Dot bracket notation (dbn) is a popular format to represent RNA secondary structures. Initially introduced by the ViennaRNA package, dbn uses dots (.
) for unpaired bases, and matched parentheses ()
for the canonical Watson-Crick A-T and G-C or the wobble G-U pairs. This compact representation was designed for fully nested (i.e., pseudoknot free) RNA secondary structures in a single RNA molecule. Over the years, it has been extended to cover pseudoknots (of possibly higher orders) using matched pairs of []
, {}
, and <>
etc.
To derive dbn from three-dimensional atomic coordinates with DSSR, I was faced with an issue on how to represent multiple RNA chains (molecules). A closely related yet practical problem is chain breaks, as in x-ray crystal structures where disordered regions may not have fitted coordinates. I searched but failed to find any ‘standard’ way to account for chain breaks or multiple molecules in dbn. The commonly used programs for visualizing RNA secondary structure diagrams that I tested at that time did not take such cases into consideration — they simply showed all bases as if they were from a single continous RNA chain.
I discussed the issue with Dr. Yann Ponty, the maintainer of the popular VARNA program. After a few around of email exchanges, we introduced an extra symbol (&
) in both sequence and dbn to designate multiple chains or breaks within a chain to communicate between DSSR and VARNA.
As an example, the DSSR-derived dbn for the double-stranded DNA structure 355d (the famous Dickerson dodecamer) is as below:
Secondary structures in dot-bracket notation (dbn) as a whole and per chain
>355d nts=24 [whole]
CGCGAATTCGCG&CGCGAATTCGCG
((((((((((((&))))))))))))
>355d-A #1 nts=12 [chain] DNA
CGCGAATTCGCG
((((((((((((
>355d-B #2 nts=12 [chain] DNA
CGCGAATTCGCG
))))))))))))
As another example, the PDB entry 2fk6 contains a tRNA with chain breaks — nucleotides 26 to 45 are missing from the structure (see figure below). The DSSR-derived dbn is as follows — note the *
at the end of the header line.
>2fk6-R #1 nts=53 [chain] RNA*
GCUUCCAUAGCUCAGCAGGUAGAGC&GUCAGCGGUUCGAGCCCGCUUGGAAGCU
(((((((..((((.....[..))))&...(((((..]....)))))))))))).
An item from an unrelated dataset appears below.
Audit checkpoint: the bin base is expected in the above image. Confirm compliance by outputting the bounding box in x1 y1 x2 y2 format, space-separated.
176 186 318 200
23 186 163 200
It is worth mentioning a subtle point in DSSR-derived dbn with multiple chains, i.e., the order of the chains may make a difference! The point is best illustrated with a concrete example — here, 4un3, the crystal structure of Cas9 bound to PAM-containing DNA target. Based on the data file downloaded directly from the PDB (4un3.pdb
), the relevant portions of DSSR output are:
****************************************************************************
Special notes:
o Cross-paired segments in separate chains, be *careful* with .dbn
****************************************************************************
This structure contains *1-order pseudoknot
o You may want to run DSSR again with the '--nested' option which removes
pseudoknots to get a fully nested secondary structure representation.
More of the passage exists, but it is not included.